I propose that there is a software analogue to Reichenbach's principle: that if A and B are coupled (which I take to mean: tend to change together), then either A depends on B, B depends on A, or they have some common dependency. And there is a software analogue of Berkson's paradox too: if one is trying to preserve some property that depends on both A and B, then a change to A will be accompanied by a change to B, as in the case of changing a serializer while trying to preserve the round-trip property.


Dependence is something everyone assumes they know, but that understanding breaks down quickly. It may be pretty cool to connect dependence and causality, but what does learning this mean for actual programming? I say there are three benefits, although they can be said to all be part of the same benefit.

The first benefit: it ends debates and clarifies confusing discussions. See our alteration to the Martin Fowler and Robert Martin quotes above.

The second: it paints a target. When I started the Thiel Fellowship in 2012, I had to write a letter from my future self in 2014 explaining my accomplishments. I stated that I would have a tool that could globally chase down every place in the code that depends on some assumption and remove that assumption. It's 2022 and I still don't have one, but at least the problem is defined now, so I know where to begin.

And, of course: knowing what dependencies are helps you remove them. For example, Parnas teaches us to not let general things depend on specific things. Just as there are ways to trick yourself into thinking you've removed an if-statement without really doing so, there are ways to trick yourself into thinking you've removed a dependence — say you only removed a static dependence, but you actually wanted to remove the dependence of some correctness property.

And there's one dependency I especially want to remove: the dependency of the ability to produce quality code on indescribable experience and pattern-matching.

I'm thinking of a story from a recent student of my Advanced Software Design Course, whom I'll call Karl. Karl is the lead software engineer of a startup in Northern Europe. He noticed some design flaws in some code from one of his junior engineers, and started to refactor it, changing 1800 lines across 10 PRs. Hoping to make it a learning experience, Karl walked the engineer through it until Karl thought the engineer understood, so that he could finish it himself. Karl assigned the rest of it to the engineer, and then came back to find...

...the code had been un-refactored into the original form.

What happened is that Karl built understanding of what was wrong with the original code and good about the refactoring via a mechanism whose effectiveness depends on building an intuition from a lot of experience.
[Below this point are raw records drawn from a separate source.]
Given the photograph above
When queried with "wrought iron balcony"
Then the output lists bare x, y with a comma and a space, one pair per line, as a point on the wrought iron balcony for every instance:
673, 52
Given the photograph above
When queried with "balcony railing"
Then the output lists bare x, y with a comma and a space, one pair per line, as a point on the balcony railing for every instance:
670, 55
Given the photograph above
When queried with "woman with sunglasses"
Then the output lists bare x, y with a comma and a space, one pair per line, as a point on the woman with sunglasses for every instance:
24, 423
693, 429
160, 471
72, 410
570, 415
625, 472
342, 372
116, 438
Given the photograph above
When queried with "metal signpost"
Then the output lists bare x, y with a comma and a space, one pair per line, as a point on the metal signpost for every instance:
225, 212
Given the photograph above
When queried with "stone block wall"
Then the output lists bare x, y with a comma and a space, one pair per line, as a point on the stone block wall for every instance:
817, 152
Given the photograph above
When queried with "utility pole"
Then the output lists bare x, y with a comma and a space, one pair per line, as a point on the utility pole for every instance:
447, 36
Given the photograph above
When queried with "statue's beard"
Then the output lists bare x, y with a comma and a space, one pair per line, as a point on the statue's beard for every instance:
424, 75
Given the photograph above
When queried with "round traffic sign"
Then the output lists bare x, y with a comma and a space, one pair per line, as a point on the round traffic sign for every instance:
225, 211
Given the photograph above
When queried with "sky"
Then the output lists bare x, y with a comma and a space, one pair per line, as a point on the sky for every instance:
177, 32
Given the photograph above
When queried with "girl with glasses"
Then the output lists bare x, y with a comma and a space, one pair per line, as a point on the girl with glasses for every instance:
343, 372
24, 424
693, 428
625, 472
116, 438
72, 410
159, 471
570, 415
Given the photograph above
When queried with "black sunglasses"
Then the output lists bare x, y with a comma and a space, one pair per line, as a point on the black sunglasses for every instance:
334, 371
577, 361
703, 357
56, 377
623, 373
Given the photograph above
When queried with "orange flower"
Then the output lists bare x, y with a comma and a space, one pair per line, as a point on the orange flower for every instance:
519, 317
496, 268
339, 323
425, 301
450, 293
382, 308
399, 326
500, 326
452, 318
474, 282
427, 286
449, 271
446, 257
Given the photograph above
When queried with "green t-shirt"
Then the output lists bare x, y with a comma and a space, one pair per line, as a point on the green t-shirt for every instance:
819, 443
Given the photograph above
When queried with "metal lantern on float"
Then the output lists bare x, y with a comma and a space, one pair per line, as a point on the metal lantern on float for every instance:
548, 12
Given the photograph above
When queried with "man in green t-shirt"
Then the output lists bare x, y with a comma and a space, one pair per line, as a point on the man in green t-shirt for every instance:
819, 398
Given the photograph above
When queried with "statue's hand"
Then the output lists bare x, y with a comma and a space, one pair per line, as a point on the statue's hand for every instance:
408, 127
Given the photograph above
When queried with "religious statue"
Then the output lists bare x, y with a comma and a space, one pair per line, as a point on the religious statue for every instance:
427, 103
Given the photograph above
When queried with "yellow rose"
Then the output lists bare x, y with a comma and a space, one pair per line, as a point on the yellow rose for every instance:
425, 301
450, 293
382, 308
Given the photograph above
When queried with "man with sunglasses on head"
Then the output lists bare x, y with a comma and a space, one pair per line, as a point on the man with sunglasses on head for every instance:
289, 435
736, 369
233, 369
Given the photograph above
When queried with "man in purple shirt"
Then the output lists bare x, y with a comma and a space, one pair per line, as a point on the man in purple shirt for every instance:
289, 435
Although it served Karl well as an engineer, it failed him as a lead; it was not transmittable. That motivated him to come to me.

When a concept teaches you how to identify the best design decision and explain it, it's obviously useful. But I think there's a subtler benefit that comes from understanding your actions, like going from following recipes to being a chef. I hope this understanding helps your subjective experience of programming move from climbing a mountain to enjoying the view at the top.
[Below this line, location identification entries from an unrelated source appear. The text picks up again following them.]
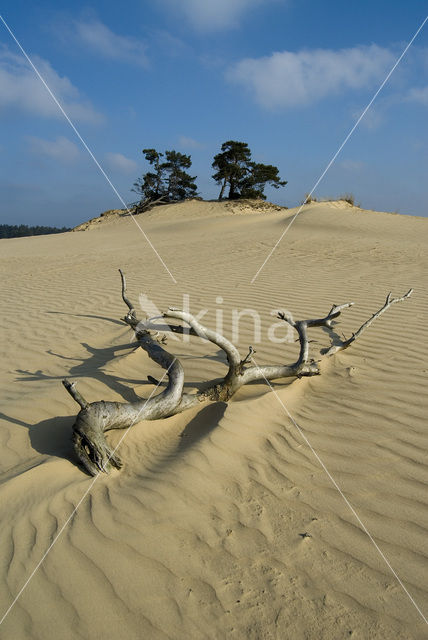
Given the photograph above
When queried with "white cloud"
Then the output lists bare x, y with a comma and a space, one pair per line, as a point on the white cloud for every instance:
189, 143
215, 14
61, 149
119, 162
418, 94
289, 79
20, 88
98, 37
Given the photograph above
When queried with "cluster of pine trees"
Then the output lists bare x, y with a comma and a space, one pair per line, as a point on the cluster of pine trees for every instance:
21, 230
235, 171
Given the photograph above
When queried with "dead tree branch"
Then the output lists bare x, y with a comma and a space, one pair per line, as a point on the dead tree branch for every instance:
95, 418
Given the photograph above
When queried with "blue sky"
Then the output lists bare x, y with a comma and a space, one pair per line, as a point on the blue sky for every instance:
290, 77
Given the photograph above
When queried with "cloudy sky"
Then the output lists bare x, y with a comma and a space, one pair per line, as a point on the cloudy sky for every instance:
290, 77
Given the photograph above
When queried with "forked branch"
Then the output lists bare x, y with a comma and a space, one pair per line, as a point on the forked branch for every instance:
95, 418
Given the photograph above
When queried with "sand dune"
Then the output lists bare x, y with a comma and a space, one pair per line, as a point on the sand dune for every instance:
201, 534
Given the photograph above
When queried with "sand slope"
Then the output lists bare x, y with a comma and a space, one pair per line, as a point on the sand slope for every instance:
199, 536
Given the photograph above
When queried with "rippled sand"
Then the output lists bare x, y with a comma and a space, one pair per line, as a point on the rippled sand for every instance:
201, 534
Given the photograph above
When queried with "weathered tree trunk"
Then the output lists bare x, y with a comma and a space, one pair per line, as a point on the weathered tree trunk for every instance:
95, 418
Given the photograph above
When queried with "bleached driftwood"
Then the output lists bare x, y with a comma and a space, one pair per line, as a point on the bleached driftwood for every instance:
95, 418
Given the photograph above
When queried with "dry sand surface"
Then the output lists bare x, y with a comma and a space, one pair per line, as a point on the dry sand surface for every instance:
199, 535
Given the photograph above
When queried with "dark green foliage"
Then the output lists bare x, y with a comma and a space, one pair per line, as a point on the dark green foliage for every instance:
245, 178
19, 231
168, 180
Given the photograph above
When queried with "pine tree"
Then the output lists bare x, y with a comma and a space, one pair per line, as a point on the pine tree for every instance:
245, 178
168, 181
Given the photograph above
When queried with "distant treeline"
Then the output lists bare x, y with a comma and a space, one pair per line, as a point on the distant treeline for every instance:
18, 231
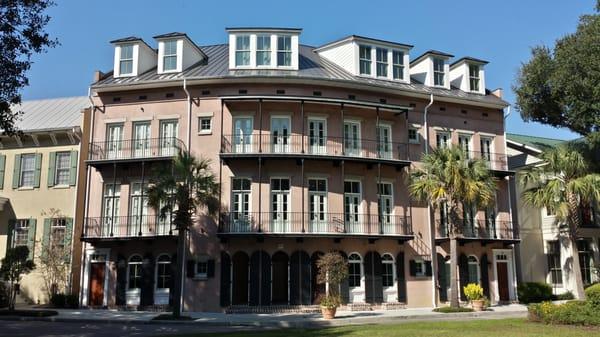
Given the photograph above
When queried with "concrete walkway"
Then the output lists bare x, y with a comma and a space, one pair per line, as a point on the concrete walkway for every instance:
280, 320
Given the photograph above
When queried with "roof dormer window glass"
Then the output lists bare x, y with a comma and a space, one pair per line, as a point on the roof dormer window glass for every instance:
398, 65
474, 77
263, 50
126, 60
284, 51
364, 60
438, 72
170, 56
242, 50
382, 62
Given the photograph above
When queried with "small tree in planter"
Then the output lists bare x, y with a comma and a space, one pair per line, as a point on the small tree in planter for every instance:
474, 293
332, 271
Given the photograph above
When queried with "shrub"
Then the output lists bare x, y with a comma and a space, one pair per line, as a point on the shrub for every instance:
534, 292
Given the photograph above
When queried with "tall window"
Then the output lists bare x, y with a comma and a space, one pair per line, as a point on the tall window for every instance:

1 “Frame” is a term used in program analysis to mean “the set of values a code snippet may modify,” and more generally in AI and philosophy to mean “the set of beliefs that may have to be updated in response to an action.” See Wikipedia or Daniel Dennett’s delightful essay.

2 If you've read The Three Levels of Software: The dynamic semantics here correspond to both the runtime and code levels in that blog post, depending on whether you're considering one execution vs. all possible executions. The level of modular reasoning maps perfectly onto the “program logic” model here. The static semantics here was not discussed at all in that blog post, because there's no need for new terminology to discuss build errors.

Thanks to Nils Eriksson for comments on earlier drafts of this blog posts. Thanks to Daniel Jackson for being a great coauthor helping me create the original content, and to the anonymous reviewers at Onward! 2020 for their feedback helping us to refine it.